Social hazards can be anything from planned political rallies and parades to criminal activity that renders a lane inaccessible or will cause significant delays. Some social hazards are predetermined and easy to plan around, yet others spring up without warning. Shippers and brokers need access to as much information as possible so they can avoid any interruptions or damage to their cargo. Fortunately, supply chain predictive analytics software considers present and future risks automatically, giving decision-makers a comprehensive view of what each shipment faces, even if the probability is low.

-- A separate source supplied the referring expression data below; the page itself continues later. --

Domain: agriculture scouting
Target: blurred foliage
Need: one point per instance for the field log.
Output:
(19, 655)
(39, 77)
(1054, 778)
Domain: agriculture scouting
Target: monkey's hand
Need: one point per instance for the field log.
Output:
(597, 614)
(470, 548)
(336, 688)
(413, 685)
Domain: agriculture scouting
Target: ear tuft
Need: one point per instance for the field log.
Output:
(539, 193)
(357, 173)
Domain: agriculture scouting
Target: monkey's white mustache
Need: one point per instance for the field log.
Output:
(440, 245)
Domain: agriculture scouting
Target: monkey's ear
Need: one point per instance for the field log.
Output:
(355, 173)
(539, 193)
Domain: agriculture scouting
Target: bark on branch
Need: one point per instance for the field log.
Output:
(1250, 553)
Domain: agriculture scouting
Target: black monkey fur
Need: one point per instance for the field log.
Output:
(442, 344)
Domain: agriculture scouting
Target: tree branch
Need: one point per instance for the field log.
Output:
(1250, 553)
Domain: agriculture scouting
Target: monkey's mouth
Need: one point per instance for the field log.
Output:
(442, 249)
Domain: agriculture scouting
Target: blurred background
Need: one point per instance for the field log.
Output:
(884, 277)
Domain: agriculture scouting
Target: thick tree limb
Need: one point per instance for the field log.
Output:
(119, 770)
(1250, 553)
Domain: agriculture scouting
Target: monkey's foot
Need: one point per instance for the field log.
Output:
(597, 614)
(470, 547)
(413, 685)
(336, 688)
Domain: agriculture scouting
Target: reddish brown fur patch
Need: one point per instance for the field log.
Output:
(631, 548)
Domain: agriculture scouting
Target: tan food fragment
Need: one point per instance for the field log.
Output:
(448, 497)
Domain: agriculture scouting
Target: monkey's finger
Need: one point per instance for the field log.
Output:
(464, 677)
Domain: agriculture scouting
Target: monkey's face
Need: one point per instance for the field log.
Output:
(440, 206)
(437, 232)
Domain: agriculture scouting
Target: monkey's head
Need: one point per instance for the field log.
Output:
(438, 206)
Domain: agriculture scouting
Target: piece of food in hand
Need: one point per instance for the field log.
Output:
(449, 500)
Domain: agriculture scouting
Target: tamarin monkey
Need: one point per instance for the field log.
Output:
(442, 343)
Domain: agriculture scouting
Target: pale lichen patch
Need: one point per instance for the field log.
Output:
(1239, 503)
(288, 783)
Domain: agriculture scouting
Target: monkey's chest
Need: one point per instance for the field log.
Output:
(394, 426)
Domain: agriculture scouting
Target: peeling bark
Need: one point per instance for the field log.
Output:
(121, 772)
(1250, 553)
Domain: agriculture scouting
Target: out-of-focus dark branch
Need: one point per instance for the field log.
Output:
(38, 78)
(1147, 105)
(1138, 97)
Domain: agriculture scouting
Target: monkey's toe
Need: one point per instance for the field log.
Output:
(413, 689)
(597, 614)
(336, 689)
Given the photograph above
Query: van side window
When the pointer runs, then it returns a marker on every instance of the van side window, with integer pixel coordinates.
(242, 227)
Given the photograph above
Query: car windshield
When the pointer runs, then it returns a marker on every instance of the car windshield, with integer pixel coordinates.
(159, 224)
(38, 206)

Natural Disaster Impact Zones
Most natural disasters give us a warning. Hurricanes, for example, can be tracked in their infancy weeks ahead of landfall. Wildfires, earthquakes and landslides are less predictable. Unfortunately, shipping lanes are often highly vulnerable to natural disasters – during impact and for days and weeks after the event. Predictive analytics can give companies precious time to adjust timing, routes and more to minimize the impact such events have on logistics.
Related: The Florence Effect on Logistics
Even while we often focus more on the weather in logistics, Infrastructure outages cause the most interruptions. When you consider how many roads and bridges every shipment passes over, and how many miles are traveled, it’s no wonder infrastructure outages are such a common threat. Some infrastructure outages are as simple as a traffic jam or construction, while others can be more time-consuming to maneuver. On-time deliveries are at risk and some lane issues can even damage cargo, particularly if bad weather or extreme temperatures accompany the outage. Predictive analytics provide insight into the location, severity and likelihood of such outages as the shipment travels through that specific area. The software is so smart, it analyzes the timing of those outages with the timing of the shipment. This data makes it easy for decision-makers to change plans to ensure cargo makes it to its destination on time and in good condition.
Empowering Decisions with Supply Chain Predictive Analytics
With so much data readily available, it’s easy to see why companies need to invest in technology in order to access it. The traditional data collection processes of the past are not sufficient. They miss too much data and fail to provide a comprehensive picture decision-makers need to make quick but confident decisions.
Logistics is all about timing. The longer it takes to get the data, the more risk is introduced. But, with supply chain predictive analytics, leaders have data in hand to make decisions early in the planning phase that can increase the likelihood of more on-time, in-full deliveries. This ultimately increases profits and customer satisfaction.